In a March 20 email, Harvard’s President Lawrence S. Bacow explained to students and faculty that the decision was made in response to guidance from the Centers for Disease Control and Prevention as well as the school’s own health experts.
“Given the advice we are receiving from the Centers for Disease Control and Prevention, other public health officials, and our own faculty, who are among the world’s leaders in infectious disease, epidemiology, and virology, it is difficult to imagine how we could safely hold such a large gathering this spring,” Bacow wrote. “We recognize that people need to start making plans soon, so we thought it best to provide guidance now.”
According to student newspaper The Harvard Crimson, thousands of members of the Harvard community, including family members, faculty, and alumni from around the world, would gather on campus for the graduation ceremony each May. This year’s event would feature a speech by Martin “Marty” Baron, the executive editor of The Washington Post.
The traditional gathering will be “indefinitely postponed,” Bacow wrote. In order to make sure the Class of 2020 graduate on time, individual schools will host their own virtual ceremonies, and graduates will receive their diplomas in the mail.
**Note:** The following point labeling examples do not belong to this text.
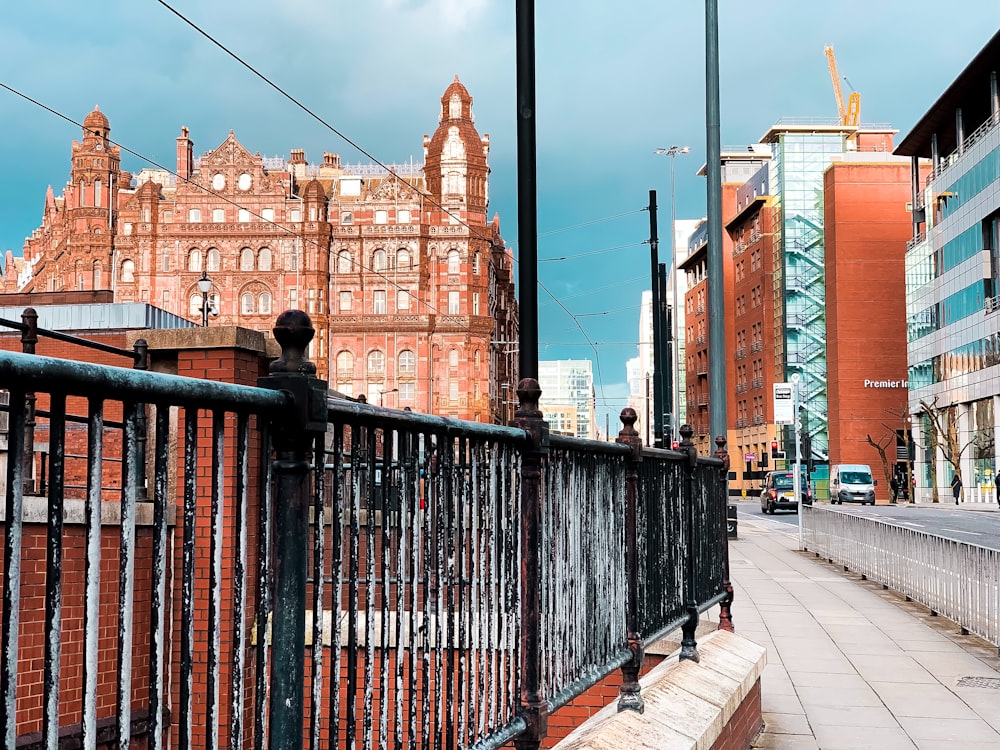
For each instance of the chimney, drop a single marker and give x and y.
(185, 155)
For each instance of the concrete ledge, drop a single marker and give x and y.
(687, 705)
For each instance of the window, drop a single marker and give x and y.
(345, 365)
(264, 259)
(407, 393)
(407, 363)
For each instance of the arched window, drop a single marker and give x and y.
(407, 362)
(345, 364)
(264, 259)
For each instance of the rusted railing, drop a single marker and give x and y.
(319, 572)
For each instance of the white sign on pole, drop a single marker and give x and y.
(784, 404)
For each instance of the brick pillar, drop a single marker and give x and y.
(227, 355)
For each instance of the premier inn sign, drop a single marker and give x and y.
(887, 383)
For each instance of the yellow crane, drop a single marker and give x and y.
(849, 114)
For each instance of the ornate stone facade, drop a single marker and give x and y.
(409, 285)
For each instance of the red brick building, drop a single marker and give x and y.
(405, 277)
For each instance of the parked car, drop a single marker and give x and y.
(852, 483)
(778, 492)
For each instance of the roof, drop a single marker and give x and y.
(970, 92)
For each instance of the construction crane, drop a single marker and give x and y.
(849, 114)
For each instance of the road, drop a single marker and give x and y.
(973, 527)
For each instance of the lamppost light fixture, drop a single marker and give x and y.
(204, 286)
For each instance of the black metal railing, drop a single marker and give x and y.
(302, 571)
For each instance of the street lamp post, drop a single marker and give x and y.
(672, 152)
(204, 286)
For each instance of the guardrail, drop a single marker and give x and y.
(956, 579)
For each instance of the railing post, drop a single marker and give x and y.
(689, 645)
(293, 434)
(29, 337)
(725, 607)
(534, 708)
(141, 350)
(629, 696)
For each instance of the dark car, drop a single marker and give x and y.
(778, 492)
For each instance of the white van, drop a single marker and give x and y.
(852, 483)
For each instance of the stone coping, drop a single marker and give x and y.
(687, 704)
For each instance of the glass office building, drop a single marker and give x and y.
(953, 322)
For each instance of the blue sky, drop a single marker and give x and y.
(613, 82)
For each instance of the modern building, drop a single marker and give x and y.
(953, 285)
(408, 282)
(568, 400)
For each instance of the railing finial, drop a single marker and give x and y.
(293, 331)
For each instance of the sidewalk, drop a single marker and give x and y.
(850, 666)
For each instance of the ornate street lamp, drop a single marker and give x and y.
(205, 286)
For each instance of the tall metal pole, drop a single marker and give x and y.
(654, 281)
(716, 297)
(527, 211)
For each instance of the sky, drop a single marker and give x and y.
(613, 82)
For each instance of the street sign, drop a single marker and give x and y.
(784, 407)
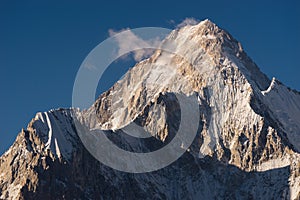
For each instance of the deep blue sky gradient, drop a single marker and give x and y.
(42, 44)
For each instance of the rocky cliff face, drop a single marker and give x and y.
(246, 145)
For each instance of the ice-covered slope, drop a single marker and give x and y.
(246, 146)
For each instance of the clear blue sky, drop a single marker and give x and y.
(42, 44)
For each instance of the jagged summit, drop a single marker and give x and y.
(246, 145)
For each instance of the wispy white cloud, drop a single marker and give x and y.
(187, 21)
(130, 41)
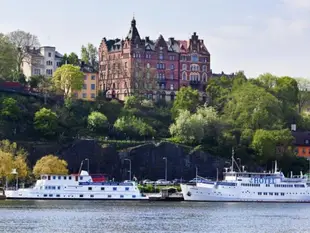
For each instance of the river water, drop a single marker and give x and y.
(157, 217)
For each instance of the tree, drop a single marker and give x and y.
(252, 107)
(68, 78)
(50, 165)
(303, 94)
(89, 54)
(73, 59)
(133, 127)
(8, 54)
(23, 41)
(194, 128)
(268, 143)
(45, 121)
(97, 121)
(186, 99)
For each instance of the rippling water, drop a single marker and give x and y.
(158, 217)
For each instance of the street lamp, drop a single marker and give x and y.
(87, 164)
(14, 172)
(129, 167)
(165, 158)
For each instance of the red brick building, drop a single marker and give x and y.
(154, 68)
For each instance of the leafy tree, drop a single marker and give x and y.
(8, 55)
(303, 94)
(186, 99)
(133, 127)
(97, 121)
(268, 143)
(73, 59)
(68, 78)
(50, 165)
(23, 41)
(10, 110)
(45, 121)
(252, 107)
(89, 54)
(194, 128)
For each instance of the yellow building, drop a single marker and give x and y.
(89, 90)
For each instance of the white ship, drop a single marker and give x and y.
(242, 186)
(77, 187)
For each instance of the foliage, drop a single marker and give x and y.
(50, 165)
(97, 121)
(68, 78)
(193, 128)
(133, 127)
(45, 121)
(186, 99)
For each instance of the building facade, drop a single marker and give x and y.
(41, 61)
(90, 86)
(153, 68)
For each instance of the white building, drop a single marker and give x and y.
(41, 61)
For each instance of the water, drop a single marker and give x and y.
(159, 217)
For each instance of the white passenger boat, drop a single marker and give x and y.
(242, 186)
(77, 187)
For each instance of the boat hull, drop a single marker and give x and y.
(212, 193)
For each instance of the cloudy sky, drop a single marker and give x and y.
(256, 36)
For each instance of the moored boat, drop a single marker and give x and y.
(77, 187)
(242, 186)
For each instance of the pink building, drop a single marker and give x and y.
(151, 67)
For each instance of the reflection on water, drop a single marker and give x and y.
(138, 217)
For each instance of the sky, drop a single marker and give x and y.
(256, 36)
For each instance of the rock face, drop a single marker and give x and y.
(147, 161)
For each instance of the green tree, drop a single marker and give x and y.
(97, 121)
(50, 165)
(23, 41)
(73, 59)
(269, 143)
(45, 121)
(252, 107)
(194, 128)
(186, 99)
(68, 78)
(89, 54)
(8, 54)
(133, 127)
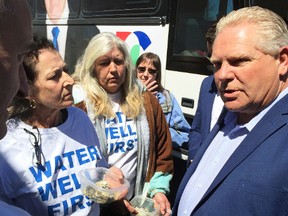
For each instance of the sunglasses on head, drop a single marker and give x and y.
(143, 69)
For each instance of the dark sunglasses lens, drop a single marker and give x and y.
(141, 69)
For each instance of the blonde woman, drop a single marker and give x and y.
(129, 121)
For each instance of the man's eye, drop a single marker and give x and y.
(20, 57)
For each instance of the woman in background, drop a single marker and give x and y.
(148, 67)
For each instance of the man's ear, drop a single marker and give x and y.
(283, 59)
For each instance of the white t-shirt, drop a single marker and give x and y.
(53, 189)
(121, 135)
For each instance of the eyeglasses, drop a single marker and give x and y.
(143, 69)
(35, 143)
(208, 54)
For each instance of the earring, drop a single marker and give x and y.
(32, 103)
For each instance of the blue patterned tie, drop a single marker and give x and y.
(55, 33)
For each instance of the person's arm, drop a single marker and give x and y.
(178, 125)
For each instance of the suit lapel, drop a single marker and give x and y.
(268, 125)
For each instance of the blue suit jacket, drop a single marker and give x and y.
(200, 127)
(254, 181)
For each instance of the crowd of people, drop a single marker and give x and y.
(113, 114)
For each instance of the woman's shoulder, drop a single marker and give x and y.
(78, 93)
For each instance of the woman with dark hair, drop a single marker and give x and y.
(148, 67)
(48, 141)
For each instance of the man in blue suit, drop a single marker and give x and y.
(241, 167)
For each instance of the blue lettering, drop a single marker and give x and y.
(118, 114)
(66, 208)
(48, 189)
(130, 145)
(114, 132)
(77, 201)
(64, 185)
(80, 156)
(75, 180)
(111, 120)
(59, 164)
(94, 154)
(53, 209)
(69, 156)
(37, 173)
(89, 201)
(122, 132)
(131, 130)
(119, 146)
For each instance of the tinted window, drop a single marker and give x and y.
(119, 7)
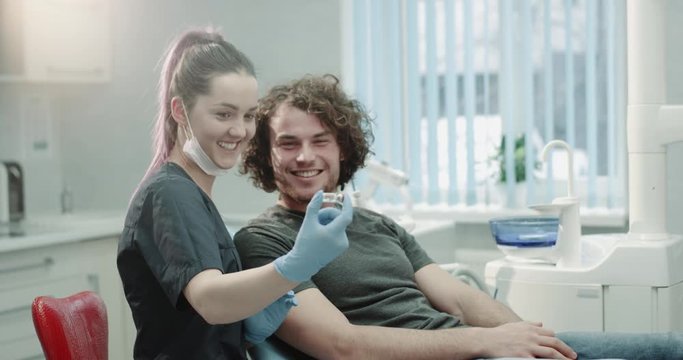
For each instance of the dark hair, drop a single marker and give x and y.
(189, 64)
(323, 97)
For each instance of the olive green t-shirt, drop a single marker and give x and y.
(372, 283)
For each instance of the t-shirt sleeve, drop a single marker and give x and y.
(259, 246)
(177, 236)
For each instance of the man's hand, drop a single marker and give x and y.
(527, 339)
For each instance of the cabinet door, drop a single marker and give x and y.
(60, 270)
(57, 40)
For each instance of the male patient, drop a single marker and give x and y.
(384, 297)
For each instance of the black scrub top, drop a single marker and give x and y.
(172, 232)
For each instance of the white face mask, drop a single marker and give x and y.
(194, 150)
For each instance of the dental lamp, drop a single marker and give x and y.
(626, 282)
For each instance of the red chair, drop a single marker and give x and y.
(71, 328)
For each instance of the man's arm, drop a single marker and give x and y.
(448, 294)
(319, 329)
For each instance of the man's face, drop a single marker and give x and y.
(304, 154)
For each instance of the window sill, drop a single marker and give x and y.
(480, 214)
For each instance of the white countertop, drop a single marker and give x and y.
(57, 229)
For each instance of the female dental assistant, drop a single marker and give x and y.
(180, 271)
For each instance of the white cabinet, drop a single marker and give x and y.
(55, 40)
(60, 270)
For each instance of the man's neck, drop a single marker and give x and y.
(289, 203)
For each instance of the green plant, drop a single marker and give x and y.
(519, 157)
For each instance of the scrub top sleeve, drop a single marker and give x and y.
(184, 238)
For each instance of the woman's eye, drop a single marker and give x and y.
(224, 115)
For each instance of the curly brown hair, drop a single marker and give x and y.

Bacow said in the email that the University is considering putting on a belated ceremony for the Class of 2020 in the future.
“We plan to host an in-person celebration sometime later, once we know it is safe to bring people together again,” Bacow wrote. “We intend for this ceremony to have all of the pomp, circumstance, and tradition that is typical of a Harvard Commencement—with as many of the traditional campus festivities that typically precede Commencement as possible.”
Bacow’s announcement comes after a series of measures were taken to try to curb the spread of the virus in the Harvard community. The Ivy League school decided last week to move all its classes online after spring break. All of its 36,000 students were told vacate their dorms by March 15.
Harvard is the latest to join a growing list of American colleges and universities that have decided to cancel or postpone their graduation ceremonies this year. According to a tracker created by Forbes, nearly 70 institutes across the nation have announced that they won’t hold the ceremonies as originally scheduled.